Release Date: July 22nd 2022
Reviewed by: Joshua Andre
Nicolle Galyon– Firstborn (Amazon mp3/iTunes)
- Boy Crazy
- Five Year Plan
- Younger Woman
- Death Bed
By the time you’re reading this review, you probably know that one of my favourite music genres at the moment is the country genre. It wasn’t in the past, but ever since I listened to Carrie Underwood’s album Cry Pretty way back in 2018, I’ve found that country music is so incredibly raw, personal, honest, vulnerable, and emotional. You can also read from my country reviews here, that I have resonated deeply with country music over the past few years, even though I’m not from America. Nowadays, I’m much more inclined to listen to and resonate with a country album, than with a worship album or a CCM album. Yep, that’s how much I love country music, and this year alone, as a site we’ve reviewed country albums from Walker Hayes, The Shires, Carrie Underwood, Thomas Rhett, Miranda Lambert, Kiefer Sutherland, Reba McEntire, Maren Morris, Tenille Townes, Hailey Whitters, Maddie & Tae, Brett Eldredge, Kylie Morgan, Shania Twain, High Valley and CCM artist Anne Wilson. We’re also planning to review in the future, albums from Mitchell Tenpenny, Breland, Kane Brown, Little Big Town, Kelsea Ballerini, and Ingrid Andress. I firmly reckon there’s never been a better time to listen to country music than this year… and this sentiment is confirmed in this next album that I felt I had to review. Singer/songwriter Nicolle Galyon is incredibly famous in the country music scene for writing plenty of hits with a lot of country artists. Nicolle is a songwriter first and foremost (like other songwriters like Dianne Warren, Julia Michaels, and Jason Ingram); and so, I was intrigued when I heard of her debut album releasing this year. I knew I wanted to listen to the album. But boy, I wasn’t prepared for the level of awesomeness and inspiration that has flowed from Nicolle’s pen to our ears. This album, though labelled country, is more reflective ballads, and if that isn’t your thing, then you can just coast on by to another artist that resonates more with you. But if you’re willing to give Firstborn a chance; then I reckon you may have just found the album of the year.
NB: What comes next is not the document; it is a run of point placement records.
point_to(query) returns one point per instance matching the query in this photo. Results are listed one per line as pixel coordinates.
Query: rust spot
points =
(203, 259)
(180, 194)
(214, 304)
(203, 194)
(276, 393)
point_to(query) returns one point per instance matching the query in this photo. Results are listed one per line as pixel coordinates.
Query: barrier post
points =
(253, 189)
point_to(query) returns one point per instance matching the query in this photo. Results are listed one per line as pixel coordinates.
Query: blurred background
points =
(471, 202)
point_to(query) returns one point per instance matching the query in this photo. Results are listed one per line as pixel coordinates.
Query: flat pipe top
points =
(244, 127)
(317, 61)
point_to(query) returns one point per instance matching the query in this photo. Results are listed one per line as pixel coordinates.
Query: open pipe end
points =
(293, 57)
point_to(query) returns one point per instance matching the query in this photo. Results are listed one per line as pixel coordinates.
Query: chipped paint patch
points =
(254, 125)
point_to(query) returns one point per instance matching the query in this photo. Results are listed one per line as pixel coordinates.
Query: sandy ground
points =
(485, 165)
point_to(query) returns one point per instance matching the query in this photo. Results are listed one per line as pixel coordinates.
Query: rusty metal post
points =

I’m having so much fun being brave and opening the door to be surprised by people’s responses and what the world comes back with as I offer this to the world. When I started Songs & Daughters [my record label] three years ago, it gave me incredible insight and empathy to executives in the business because it was the first time I had ever really stepped into that space myself and had to make executive decisions. Putting out this record has given me the exact same insight and empathy to the artists that I work with. It’s one thing to sit in a conference room and to be able to talk about music or to talk about careers, but it’s a totally different thing to be the one that actually puts your name and face next to it.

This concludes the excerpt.